We can see that the number peptides within this FASTA is significantly reduced (to ~650 000 entries). NOTE: for setting an upper length-limit of peptides we need to set -nm. In case of not setting this parameter, longer peptides may be exported. Finally, since the FASTA-file still contains for some entries same sequences, we can concatenate these by using a different (and more sophisticated) FASTA-exporter:

$ protgraph -nm -ft SIGNAL -ft PROPEP -ft PEPTIDE -d trypsin --pep_miscleavages 2 --pep_min_pep_length 6 --pep_hops 60 -epepsqlite --pep_sqlite_database e_coli_database.db examples/e_coli.dat 
9434proteins [00:16, 587.41proteins/s] 

$ protgraph_pepsqlite_to_fasta -o e_coli_compact.fasta e_coli_database.db 
100%|███████████████| 404212/404212 [00:00<00:00, 511718.70entries/s]

$ head e_coli_compact.fasta
>pg|ID_0|P0A840(1:24,mssclvg:2),A0A4S5AWU9(1:24,mssclvg:2)
MRILLSNDDGVHAPGIQTLAKALR
>pg|ID_1|P0A840(1:21,mssclvg:1),A0A4S5AWU9(1:21,mssclvg:1)
MRILLSNDDGVHAPGIQTLAK
>pg|ID_2|P0A840(22:38,mssclvg:2),A0A4S5AWU9(22:38,mssclvg:2)
ALREFADVQVVAPDRNR
>pg|ID_3|P0A840(22:36,mssclvg:1),A0A4S5AWU9(22:36,mssclvg:1)
ALREFADVQVVAPDR
>pg|ID_4|P0A840(130:151,mssclvg:2),A0A4S5AWU9(130:151,mssclvg:2)
HYDTAAAVTCSILRALCKEPLR

$ cat e_coli_compact.fasta | grep "^>" | wc -l
404212

Instead of directly generating a FASTA-file we first create a database, summarizing same sequences and headers.
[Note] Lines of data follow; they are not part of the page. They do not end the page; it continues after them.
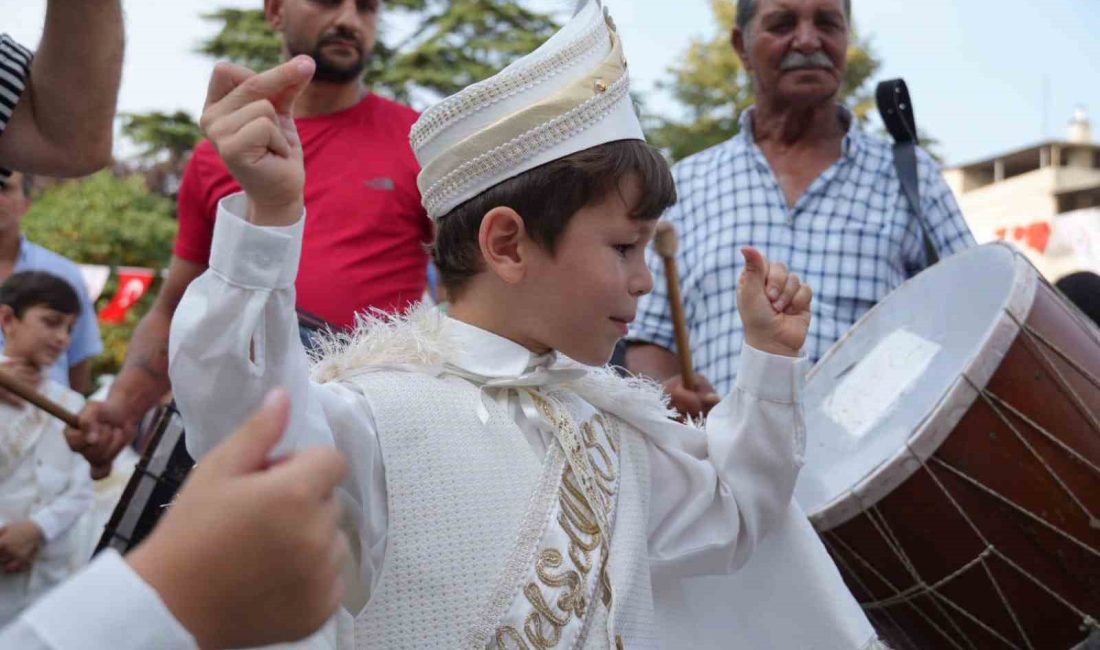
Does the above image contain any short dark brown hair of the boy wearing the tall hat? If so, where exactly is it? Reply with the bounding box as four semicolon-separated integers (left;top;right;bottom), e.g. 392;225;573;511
431;140;677;298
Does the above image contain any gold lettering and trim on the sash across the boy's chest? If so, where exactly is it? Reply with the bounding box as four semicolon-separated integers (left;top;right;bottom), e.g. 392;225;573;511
495;399;619;650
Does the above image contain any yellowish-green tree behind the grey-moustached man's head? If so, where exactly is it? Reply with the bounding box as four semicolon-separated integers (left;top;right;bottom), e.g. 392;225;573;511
647;0;880;161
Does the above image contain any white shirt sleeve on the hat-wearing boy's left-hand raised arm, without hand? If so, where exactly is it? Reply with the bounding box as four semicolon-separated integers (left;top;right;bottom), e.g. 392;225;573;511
168;194;386;585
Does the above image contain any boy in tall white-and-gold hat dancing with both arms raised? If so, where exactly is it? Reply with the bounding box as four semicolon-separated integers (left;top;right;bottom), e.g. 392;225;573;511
169;1;840;649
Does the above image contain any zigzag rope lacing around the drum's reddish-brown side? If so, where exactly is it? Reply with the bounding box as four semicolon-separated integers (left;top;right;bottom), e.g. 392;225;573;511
823;313;1100;649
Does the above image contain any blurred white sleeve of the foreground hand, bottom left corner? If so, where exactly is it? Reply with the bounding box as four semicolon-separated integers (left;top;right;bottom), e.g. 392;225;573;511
0;550;196;650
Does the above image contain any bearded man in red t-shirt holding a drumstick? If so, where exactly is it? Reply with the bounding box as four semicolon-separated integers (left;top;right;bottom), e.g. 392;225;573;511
80;0;431;474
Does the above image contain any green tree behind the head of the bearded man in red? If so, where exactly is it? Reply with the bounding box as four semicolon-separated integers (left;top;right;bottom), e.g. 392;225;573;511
199;0;559;102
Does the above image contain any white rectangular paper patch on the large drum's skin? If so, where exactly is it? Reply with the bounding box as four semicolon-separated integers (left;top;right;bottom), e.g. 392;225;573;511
823;330;941;440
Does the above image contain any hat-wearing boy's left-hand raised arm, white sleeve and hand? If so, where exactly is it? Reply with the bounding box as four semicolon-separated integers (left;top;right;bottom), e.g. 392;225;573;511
169;57;316;455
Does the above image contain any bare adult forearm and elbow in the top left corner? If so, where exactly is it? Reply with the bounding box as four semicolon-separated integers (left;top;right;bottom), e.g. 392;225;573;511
0;0;123;176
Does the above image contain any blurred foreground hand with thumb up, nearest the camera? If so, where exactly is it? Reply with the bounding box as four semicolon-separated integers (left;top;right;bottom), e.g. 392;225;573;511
128;392;348;648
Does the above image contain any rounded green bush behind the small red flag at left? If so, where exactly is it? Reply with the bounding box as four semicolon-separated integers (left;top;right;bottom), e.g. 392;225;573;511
23;172;176;376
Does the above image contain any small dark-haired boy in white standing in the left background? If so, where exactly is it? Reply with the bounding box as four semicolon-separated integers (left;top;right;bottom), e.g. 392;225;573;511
0;272;92;626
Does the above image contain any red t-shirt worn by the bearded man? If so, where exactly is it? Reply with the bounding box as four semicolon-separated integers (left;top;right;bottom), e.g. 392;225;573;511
174;95;431;328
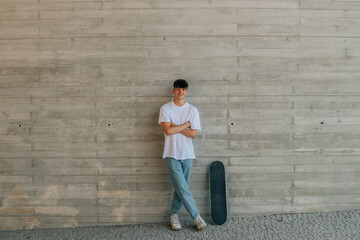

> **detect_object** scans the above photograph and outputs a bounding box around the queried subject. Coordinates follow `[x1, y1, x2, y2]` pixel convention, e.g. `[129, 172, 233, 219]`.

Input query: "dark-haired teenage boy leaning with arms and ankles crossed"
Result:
[159, 79, 207, 230]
As a post-processing step, the database-entries are exported into FASTA. The generated FASTA has unique sequence as entries and offers some additionally insights. From the first entries we see peptides shared by exactly 2 proteins. Looking at the difference between the compact and non-compact FASTA, we see that ~244 000 entries could be summarized into already included entries in the FASTA. This generated FASTA-file can be used for identification.

NOTE: Protein-Graphs can contain large amounts of peptides/proteins. Do a dry run with the flags -cnp, -cnpm or cnph (or all of them) WITHOUT the export functionality first and examine the statistics output if it is feasible to generate a FASTA-file. Without a dry run it may happen that a protein like P04637 (P53 Human) with all possible peptides and variants is exported, which will very likely take up all your disk space.